The following article is based on my own interpretation of the said events and/ or publicly available information. Any material borrowed from published and unpublished sources has been appropriately referenced. I will bear the sole responsibility for anything that is found to have been copied or misappropriated or misrepresented in the following post.
Ronak R Choksy, MBA 2016-18, Vinod Gupta School of Management, IIT Kharagpur
Perhaps the only other thing in India that gets as much attention as cricket and Bollywood, is the Union budget. There already are a lot of eyes on the budget session that is coming up on the 1st of February. This year’s budget is special due to a number of reasons.
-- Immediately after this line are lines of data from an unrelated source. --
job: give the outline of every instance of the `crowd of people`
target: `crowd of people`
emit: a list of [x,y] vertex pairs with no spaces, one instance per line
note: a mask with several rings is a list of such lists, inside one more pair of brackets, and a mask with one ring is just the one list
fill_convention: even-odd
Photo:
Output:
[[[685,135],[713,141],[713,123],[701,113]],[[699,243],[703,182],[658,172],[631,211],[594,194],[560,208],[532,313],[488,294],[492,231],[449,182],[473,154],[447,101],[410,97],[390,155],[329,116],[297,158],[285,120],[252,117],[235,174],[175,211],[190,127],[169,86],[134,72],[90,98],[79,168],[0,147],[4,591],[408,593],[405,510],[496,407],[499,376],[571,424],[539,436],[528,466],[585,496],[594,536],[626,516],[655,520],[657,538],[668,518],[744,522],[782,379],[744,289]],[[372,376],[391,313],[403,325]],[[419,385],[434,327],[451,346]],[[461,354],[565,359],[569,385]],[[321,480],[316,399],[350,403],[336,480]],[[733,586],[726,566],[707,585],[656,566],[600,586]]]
Firstly, for the first time, the Union budget and the railway budget are going to be announced together and on February 1 instead of the usual February 28. Secondly, Uttar Pradesh Legislative Assembly elections are due in February. A populist budget has the potential to turn around the UP elections in BJP’s favour. And most importantly, this will be the first budget after Prime Minister Narendra Modi’s bold demonetization move in November.
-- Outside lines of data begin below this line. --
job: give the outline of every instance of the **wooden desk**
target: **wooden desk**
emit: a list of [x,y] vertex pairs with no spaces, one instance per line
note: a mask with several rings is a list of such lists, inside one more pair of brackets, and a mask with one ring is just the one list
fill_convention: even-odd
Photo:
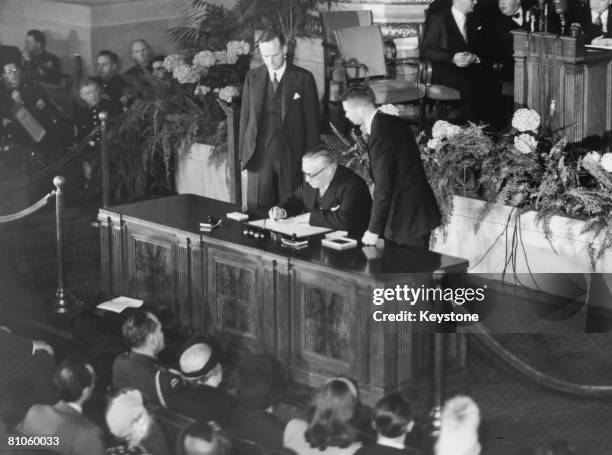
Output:
[[513,30],[514,102],[548,113],[570,142],[612,129],[612,51],[585,48],[585,37]]
[[[354,377],[367,403],[429,383],[431,328],[417,333],[414,324],[374,322],[372,291],[429,285],[433,271],[461,274],[467,261],[402,247],[370,248],[376,257],[368,258],[360,248],[321,247],[320,239],[295,251],[243,236],[242,225],[225,218],[236,209],[180,195],[100,210],[108,295],[170,307],[187,327],[272,353],[297,382]],[[223,225],[200,233],[208,215],[223,217]],[[449,335],[445,349],[447,373],[463,372],[465,339]]]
Demonetization has reduced people’s spending. There are concerns over slower GDP growth of our country as a result of demonetization. IMF has cut India’s growth forecast to 6.6% from 7.6% after demonization. Hence, most people believe that the government might relax the income tax slabs to boost public spending and get the GDP back on track. According to most newspaper speculations, basic tax exemption limit should be increased to from the current Rs. 2.5 lacs. But in my opinion, such a tax relief will not help much in boosting spending because only 1%-2% of the Indians (or roughly 4% of labour force) pay taxes. Instead the budget might focus more on boosting agriculture and rural economy as they were the most hard-hit among all. The government may also consider lowering corporate tax rates to enhance the economic growth. Lower corporate tax will boost corporate investments in research and development and infrastructure and will also create more employment. This will also attract more foreign investment in India. Lower corporate tax may not necessarily mean lower revenue for the government. In fact in the past we have seen an increase in government revenue after lowering corporate taxes. Hence as compared to relaxing income tax, decreasing corporate taxes makes more sense in this situation.